More work needs to be done on ivonescimab. “But if it works, it’s going to be really important,” he added.
Big plans in small cell lung: Merck is relatively new to the area of small cell lung cancer, which comprises about 10% to 15% of all lung cancers. But the company now has two big shots on goal for the disease in which patients have a much lower five-year survival rate than those with non-small cell lung cancer.
As Merck partnered on Daiichi’s ADC candidate I-DXd, which is now in Phase 3, another mechanism of action for small cell lung cancer caught the eyes of Barr. Data on Harpoon Therapeutics’ T cell engager in the same disease led him to think: “‘Chocolate? Peanut butter? Mmm, Reese’s.'”
“So I told our business development [team], ‘Go fetch me that drug,’ and so we did,” Barr said.
Merck paid $680 million earlier this year to acquire Harpoon. A few months later, Merck said Daiichi would help it develop the T cell engager.
“Daiichi looked at the data and said, ‘Wow, that’s really cool,'” Barr said. “We said, ‘Well if you want to help us with that, that would be really good because then we’d both have the same stake in the two drugs so everyone is working toward the same goal.'”
With the two drugs, Barr said he hopes “we can revolutionize small cell [lung cancer] therapy, hopefully, get it to where we have it in non-small cell lung cancer, where we started off with single-digit five-year survival and now it’s triple of that.”
Further bets on T cell engagers: After Harpoon, Merck doubled down on T cell engagers with a $700 million upfront acquisition of a CD3 x CD19 bispecific antibody from Curon Biopharmaceuticals. It will investigate the medicine’s potential in lupus and other autoimmune diseases as well as cancer, Barr said.

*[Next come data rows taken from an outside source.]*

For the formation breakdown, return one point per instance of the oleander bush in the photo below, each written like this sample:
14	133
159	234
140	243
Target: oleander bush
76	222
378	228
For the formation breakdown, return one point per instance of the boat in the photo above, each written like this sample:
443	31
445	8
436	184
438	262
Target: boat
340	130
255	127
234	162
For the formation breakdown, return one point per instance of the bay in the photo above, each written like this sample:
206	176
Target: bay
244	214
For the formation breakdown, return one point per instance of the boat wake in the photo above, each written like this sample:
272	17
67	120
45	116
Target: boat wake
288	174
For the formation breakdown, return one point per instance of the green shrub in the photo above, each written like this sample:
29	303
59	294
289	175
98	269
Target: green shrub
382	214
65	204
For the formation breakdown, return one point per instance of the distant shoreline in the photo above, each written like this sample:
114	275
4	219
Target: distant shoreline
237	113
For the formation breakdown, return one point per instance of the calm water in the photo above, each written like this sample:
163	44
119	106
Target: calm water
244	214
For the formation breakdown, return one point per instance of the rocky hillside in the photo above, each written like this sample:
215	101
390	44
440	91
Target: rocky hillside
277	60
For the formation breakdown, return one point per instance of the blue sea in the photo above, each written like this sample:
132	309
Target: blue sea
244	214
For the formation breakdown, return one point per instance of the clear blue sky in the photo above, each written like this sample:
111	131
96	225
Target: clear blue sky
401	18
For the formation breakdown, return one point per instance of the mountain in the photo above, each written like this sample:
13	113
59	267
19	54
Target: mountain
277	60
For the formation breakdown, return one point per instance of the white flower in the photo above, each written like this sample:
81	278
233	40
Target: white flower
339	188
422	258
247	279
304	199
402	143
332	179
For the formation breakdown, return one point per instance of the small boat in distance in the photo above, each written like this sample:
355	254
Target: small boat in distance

Research on CAR-T cell therapies in autoimmune diseases has propelled the field in recent quarters, but Barr said T cell engagers are “sure as hell more scalable.”
A publication in the New England Journal of Medicine earlier this month also showed the potential of a BCMA-targeted T cell engager having “CAR-T like responses” in autoimmune patients, Barr said.
“What is a real serendipity — I can’t say that I knew this, but I’ll take luck when I get it — Harpoon has a BCMA T cell engager,” Barr said. “Now we can do a bake-off between the two and see which one is going to be the best one for which kinds of patients.”
‘Keep going shopping’: Merck has made a few acquisitions this year and is “always looking,” Barr said. The company is looking across multiple therapeutic fields. It made a big return to ophthalmology with its up to $3 billion EyeBio purchase in May. The companies quickly moved into late-stage testing this month.
“We keep looking. It has to be something that’s really different, transformational,” Barr said. “That’s why we went to T cell engagers. There’s a limit on how many ADCs you’re going to get at this point.”
No plans to leave: Multiple medical and science executives have departed or announced plans to leave large pharmaceutical companies this year, including Pfizer, Sanofi, AbbVie, Gilead and others. But Barr doesn’t plan to leave behind Merck.
“I’m happy. I’m an old man. I like where I sit,” Barr said, confirming he’s not going anywhere else. “I’d love to be able to say I’m young and moving on, but I’ve got a few more years to go.”